雑記 2024/02/19
心の栄養が足りてない。仕事疲れにエックスを開いてポリコレだのフェミニズムだのAIだの鬱屈としたポストを眺めて「日本が…ビッグブラザーが…」と未来を憂うポエマーみたいな気持ちになるのがこの一年間のマイブームだった気がする。疲労と寝不足でスポンジみたいになった脳味噌にはそういう邪悪な刺激がジンジンと行き渡って気持ちがいいものだ。

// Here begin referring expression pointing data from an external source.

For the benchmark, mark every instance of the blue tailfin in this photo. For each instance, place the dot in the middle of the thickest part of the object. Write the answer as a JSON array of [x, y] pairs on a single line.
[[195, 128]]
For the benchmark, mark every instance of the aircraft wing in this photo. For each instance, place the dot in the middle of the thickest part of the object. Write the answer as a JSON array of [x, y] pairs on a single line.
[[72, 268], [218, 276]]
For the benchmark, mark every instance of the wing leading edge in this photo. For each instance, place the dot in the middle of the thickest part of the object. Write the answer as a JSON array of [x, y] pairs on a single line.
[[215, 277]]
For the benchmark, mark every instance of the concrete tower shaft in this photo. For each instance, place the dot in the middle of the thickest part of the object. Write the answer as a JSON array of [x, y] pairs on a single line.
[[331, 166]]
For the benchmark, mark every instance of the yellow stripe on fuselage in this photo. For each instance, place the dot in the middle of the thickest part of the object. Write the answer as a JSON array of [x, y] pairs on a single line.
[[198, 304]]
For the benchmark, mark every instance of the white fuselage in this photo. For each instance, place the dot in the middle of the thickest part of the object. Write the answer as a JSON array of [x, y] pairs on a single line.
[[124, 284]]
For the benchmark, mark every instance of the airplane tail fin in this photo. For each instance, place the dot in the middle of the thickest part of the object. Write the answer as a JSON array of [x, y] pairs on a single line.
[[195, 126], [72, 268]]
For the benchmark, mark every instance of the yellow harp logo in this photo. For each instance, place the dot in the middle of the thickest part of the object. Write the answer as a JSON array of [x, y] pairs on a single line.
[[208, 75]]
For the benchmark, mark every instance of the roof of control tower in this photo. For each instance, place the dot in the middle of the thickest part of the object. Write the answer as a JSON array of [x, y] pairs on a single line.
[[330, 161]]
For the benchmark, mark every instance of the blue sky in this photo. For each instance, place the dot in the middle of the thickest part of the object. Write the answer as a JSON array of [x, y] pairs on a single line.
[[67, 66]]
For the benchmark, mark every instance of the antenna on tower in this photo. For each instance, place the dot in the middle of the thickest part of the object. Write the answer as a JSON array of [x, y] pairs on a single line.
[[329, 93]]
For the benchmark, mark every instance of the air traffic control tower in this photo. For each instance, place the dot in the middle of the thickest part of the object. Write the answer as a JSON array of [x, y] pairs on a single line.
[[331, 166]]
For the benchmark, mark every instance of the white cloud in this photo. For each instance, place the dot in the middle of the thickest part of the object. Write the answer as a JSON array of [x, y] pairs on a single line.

そんな悪習慣を絶とうと思ったのは昨年末ごろのことだった。ある日フレンドから仲良しグループのdiscordサーバーに招待された。そこではメンバーがみな名作映画を履修しており、しかも思い思いに自分が好きな作品を語っている。その時自分の浅はかさが非常に恥ずかしくなった。別に他のメンバーより観た作品数が少ないこと自体を恥じたのではない。それよりも自分が如何に小さい世界であれこれ考えをこねくり回していたのだろうと、そういう点で恥を覚えたのだ。
その時ふと小学校で散々聞いたこのフレーズを思い出した。「読書は心の栄養」。俺は今、心の栄養が足りていない。ここずっと小説の筆が進んでいなかったのもそれが原因かもしれない。
そういうわけで今年からはスキマ時間はなるべくエックスではなくkindleで買い溜めた漫画を読むようにしている。自宅に帰ったら晩ごはんを待つ間等の時間は紙の本を読むようにしている。
以下、ここ最近読んだり見たりした作品をピックアップ。
トヨタが北米を席捲する時
※上記リンクは題名が改定されたものです
1970年にお蔵入りした幻のトヨタ7。そのトヨタ7が10年の時を経てアメリカのカンナムにリベンジする!…というお話。
「あれ?70年以降のトヨタ7の情報が調べても見当たらないぞ?」そう思ったあなたはご明察。実は本作、プロジェクトXみたいな実話ドキュメンタリーに見えますが完全空想のSF小説なんです。
自動車をチームで組み上げていく喜び、後半のレースの緊張感…そういった場面が分かりやすく描かれ、程よくカジュアルなトーンで物語が進みます。劇的に感動するシーンや人生の教訓になる場面というのはあまり登場しませんが、その分グランツーリスモのように肩の力を抜いて読める娯楽小説です。
カンナムシリーズが始まるのは物語の後半からですが、トヨタに立ちはだかるライバルはやはりと言うべきかポルシェ(笑)。湾岸ミッドナイトやMFゴースト然り、日本人は妙にポルシェをフェラーリ以上の王者に見立てるのが好きですよね(実際速かったらしいけど)。
作者は当時「トヨタは大衆車ばかりじゃかいことをレースで思い知らせてほしい!」という気持ちでこの本を書いたそうですが、今やGRヤリスやスープラが活躍して現実になってくれたのは嬉しいことです。
勇気爆発バーンブレイバーン
第6話もオンエアされ、いよいよ物語も折り返しといったところ。放送開始当初「アーマードコアに見せかけたスーパーロボットもの」「自分を勇者ロボだと思い込んでいる変質者」ということでバズっていたので、「またマミった系イロモノかぁ」とそれほど期待していなかった。
ところが意外や意外、物語はネットで騒がれているよりも至極真っ当な王道ストーリーではないか。
ブレイバーンのイサミへの偏執ぶりは相変わらずだが、知見と実力を持った彼をリーダーとして、一つの目標に向かって多国籍軍が纏まってゆく様はかなりアツい。
その他にも揺れ動く人間ドラマ、謎の美少女、なおざりにされていないミリタリー要素、ちょっと背伸び感ある英語スラング…一見するとそれぞれの要素がチグハグな闇鍋に見えるが、それらが全て纏まって一つの物語として成立している。
様々な要素を足した「合わせ出汁」モノは10年代以降のトレンドだが、その複雑さ故に成功の裏で失敗した作品もかなり多い。そしてこの「ブレイバーン」は今のところ成功しているのではなかろうか。